Por qué este estreno importa
La primera parte de «Cien Años de Soledad» se estrenó el 11 de diciembre de 2024 y se convirtió rápidamente en uno de los proyectos más comentados de Netflix en América Latina. La crítica respondió con elogios sustanciales, incluso de la prensa internacional más exigente. The Washington Post la llamó «un triunfo improbable». Lectores devotos de Gabo, inicialmente escépticos, terminaron rindiéndose. Y para Netflix, que viene apostando fuerte por producciones latinoamericanas, la serie se convirtió en una carta de presentación de calidad para mercados globales.
Cerrar ese ciclo en agosto es, en términos prácticos, uno de los estrenos más importantes que la plataforma va a tener este año para audiencias de habla hispana. Y para Latinoamérica entera, es la confirmación de algo que se venía construyendo: que la región puede hacer televisión de altísimo nivel sin renunciar a su acento, sin pedir disculpas, sin traducirse.
Lo que viene
Las primeras imágenes oficiales ya están circulando junto con un teaser tráiler corto que Netflix liberó esta semana. La fecha está marcada en negrita en cualquier agenda cinéfila: martes 5 de agosto para los primeros siete episodios, y martes 26 de agosto para el Gran Final. Quien quiera ponerse al día (o regresar a Macondo antes del cierre), la Parte 1 sigue disponible en Netflix.

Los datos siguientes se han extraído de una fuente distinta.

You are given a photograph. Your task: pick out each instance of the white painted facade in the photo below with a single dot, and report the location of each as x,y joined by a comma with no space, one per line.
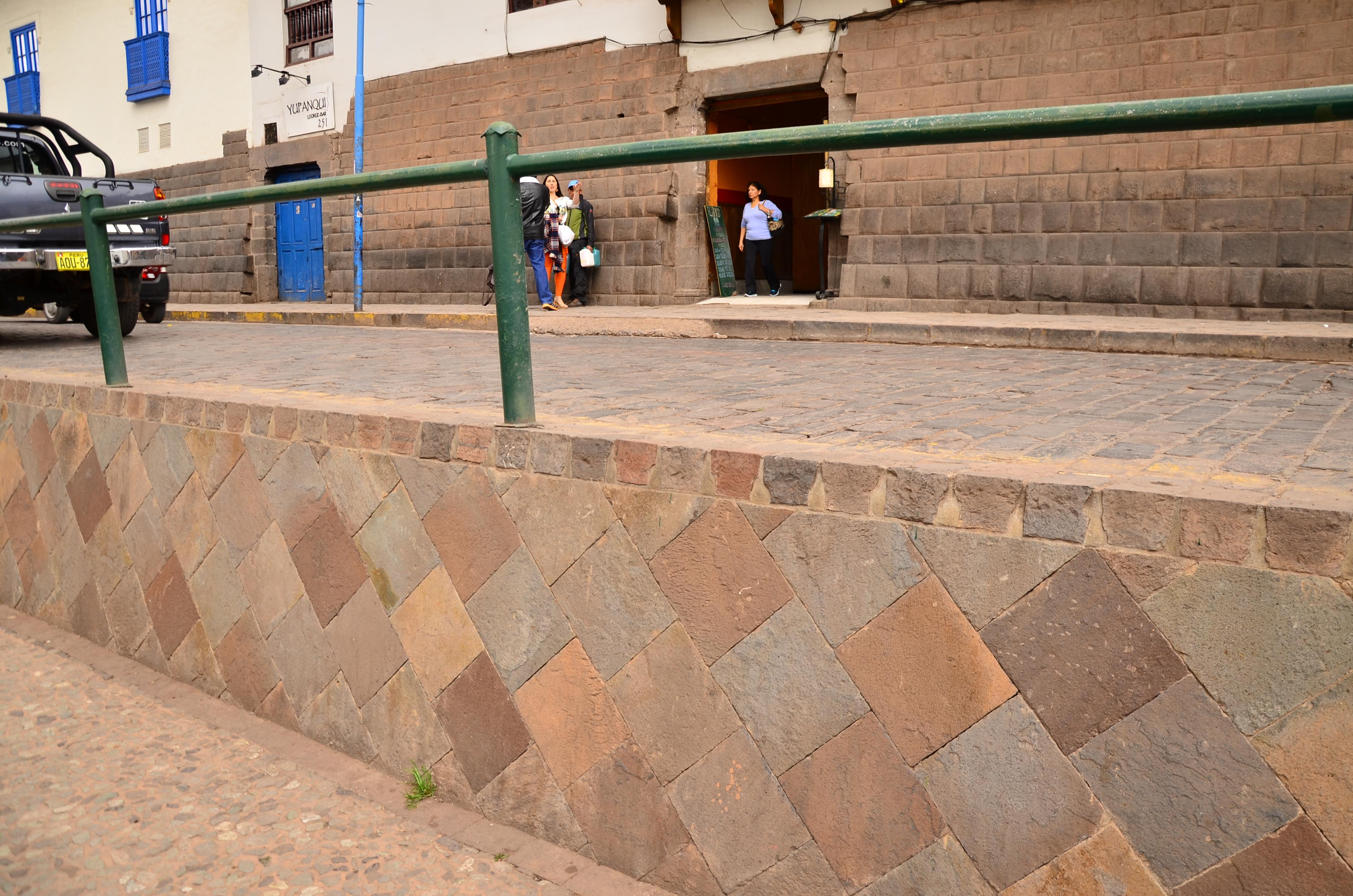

Y para quien todavía no ha leído la novela: este es probablemente el último año bueno para hacerlo antes de que las imágenes de Laura Mora se conviertan, definitivamente, en cómo Macondo se va a ver para siempre en la cabeza de un par de generaciones nuevas.
Como diría Úrsula Iguarán: el tiempo está dando vueltas en redondo. Y se está cerrando.